A measure of confidence among Colorado business leaders has declined for a second straight quarter, but continues to reflect a mostly upbeat outlook heading into the final three months of the year.
“We’re still in positive territory, and this is important to note,” said Richard Wobbekind, executive director of the business research division of the Leeds School of Business at the University of Colorado at Boulder.
CU reported that its Leeds Business Confidence Index fell nearly five points, but at 53.5 still indicates more positive than negative responses heading into the fourth quarter. The index has remained above 50 for 16 consecutive quarters. The index is based on the results of quarterly surveys of more than 250 business leaders from across the state and a range of industry sectors.
“We’re seeing an unemployment rate nationally and especially in Colorado that’s well within the realm of approaching full employment,” Wobbekind said. “But with the current volatility of the market, we’re experiencing consumers not being willing to spend as much because of the decline in their wealth. The recessionary effects of six years ago seem to remain on everybody’s mind, be it business owners or consumers.”

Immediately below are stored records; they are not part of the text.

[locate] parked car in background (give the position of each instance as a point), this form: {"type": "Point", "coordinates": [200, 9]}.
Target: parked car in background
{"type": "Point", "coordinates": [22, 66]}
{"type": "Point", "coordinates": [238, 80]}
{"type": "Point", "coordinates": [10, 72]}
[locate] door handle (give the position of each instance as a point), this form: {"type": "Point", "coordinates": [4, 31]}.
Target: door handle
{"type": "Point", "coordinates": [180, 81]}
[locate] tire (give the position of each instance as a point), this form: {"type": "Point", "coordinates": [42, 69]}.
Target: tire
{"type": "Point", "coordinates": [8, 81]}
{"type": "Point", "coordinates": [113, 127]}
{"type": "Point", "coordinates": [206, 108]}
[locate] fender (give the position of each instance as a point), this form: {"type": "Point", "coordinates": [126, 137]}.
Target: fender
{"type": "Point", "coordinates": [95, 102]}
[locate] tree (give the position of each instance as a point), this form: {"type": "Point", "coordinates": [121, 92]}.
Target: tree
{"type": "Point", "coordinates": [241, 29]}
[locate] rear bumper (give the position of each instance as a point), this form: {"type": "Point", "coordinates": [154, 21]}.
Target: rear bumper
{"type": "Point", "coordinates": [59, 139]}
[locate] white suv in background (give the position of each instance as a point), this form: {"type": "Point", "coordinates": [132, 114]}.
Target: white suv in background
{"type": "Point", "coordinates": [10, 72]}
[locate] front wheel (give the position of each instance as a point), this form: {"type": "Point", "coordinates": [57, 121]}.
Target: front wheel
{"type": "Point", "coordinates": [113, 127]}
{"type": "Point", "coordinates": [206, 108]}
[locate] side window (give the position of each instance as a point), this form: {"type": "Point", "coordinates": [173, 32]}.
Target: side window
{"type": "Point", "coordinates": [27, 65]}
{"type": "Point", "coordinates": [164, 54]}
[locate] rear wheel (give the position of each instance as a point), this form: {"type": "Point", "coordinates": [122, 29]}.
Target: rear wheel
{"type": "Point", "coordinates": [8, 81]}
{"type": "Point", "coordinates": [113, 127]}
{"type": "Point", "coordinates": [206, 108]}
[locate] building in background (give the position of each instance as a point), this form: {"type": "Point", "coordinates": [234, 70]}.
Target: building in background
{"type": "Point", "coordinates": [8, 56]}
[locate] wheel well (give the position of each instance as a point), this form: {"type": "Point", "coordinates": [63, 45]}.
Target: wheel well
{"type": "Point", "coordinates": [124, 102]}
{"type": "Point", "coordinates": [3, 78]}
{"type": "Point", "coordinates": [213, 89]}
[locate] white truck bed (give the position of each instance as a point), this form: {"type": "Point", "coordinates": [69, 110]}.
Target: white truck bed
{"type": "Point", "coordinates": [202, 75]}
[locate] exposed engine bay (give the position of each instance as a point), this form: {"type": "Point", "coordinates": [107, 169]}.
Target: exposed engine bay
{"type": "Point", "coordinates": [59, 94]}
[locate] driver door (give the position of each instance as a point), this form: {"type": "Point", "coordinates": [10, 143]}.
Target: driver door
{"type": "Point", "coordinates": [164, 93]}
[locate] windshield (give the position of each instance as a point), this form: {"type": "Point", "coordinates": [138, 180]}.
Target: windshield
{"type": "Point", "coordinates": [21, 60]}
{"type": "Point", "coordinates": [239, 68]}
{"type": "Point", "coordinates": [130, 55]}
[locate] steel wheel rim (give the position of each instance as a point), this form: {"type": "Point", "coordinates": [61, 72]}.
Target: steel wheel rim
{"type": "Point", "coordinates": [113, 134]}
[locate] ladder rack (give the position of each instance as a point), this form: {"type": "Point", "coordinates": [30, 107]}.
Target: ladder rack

For the fourth quarter, readings declined for each of the six metrics the index tracks, but remained above 50 for five of the metrics.
Confidence in the Colorado economy fell four points between the third and fourth quarters to 57.2. Nearly half the business leaders responding to the survey upon which the fourth quarter index was based expect no change in the state economy. While almost 38 percent of leaders said they anticipate moderate or strong growth, about 14 percent forecast a moderate or strong decrease.
Confidence in the United States economy dropped seven points to 48.4, the first reading below 50 since the first quarter of 2013.
The reading for hiring expectations in Colorado slid 4.2 points to 53.1 with 35.5 percent of business leaders anticipating increased hiring, nearly 23 percent forecasting layoffs and almost 42 percent expecting no changes in payrolls. Over the past year, nonfarm payrolls have increased 47,000 even as the statewide seasonally adjusted unemployment rate has retreated four-tenths of a point to 4.2 percent.
The reading for capital expenditures declined 4.4 points to 53.1 with 33.2 percent of leaders anticipating increased spending and 24.1 percent of leaders expecting a decrease. Nearly 43 percent forecast no change.
The reading for sales fell 4.2 points to 55.6 with 43.1 percent of leaders predicting moderate or strong increases and 22.5 percent predicting moderate or strong decreases. About 34 percent said they anticipate no change.
The reading for profits fell 4.9 points to 53.6 with 40 percent of business leaders forecasting moderate or strong increases, 25 percent expecting moderate or strong decreases and the remaining 34 percent predicting no change.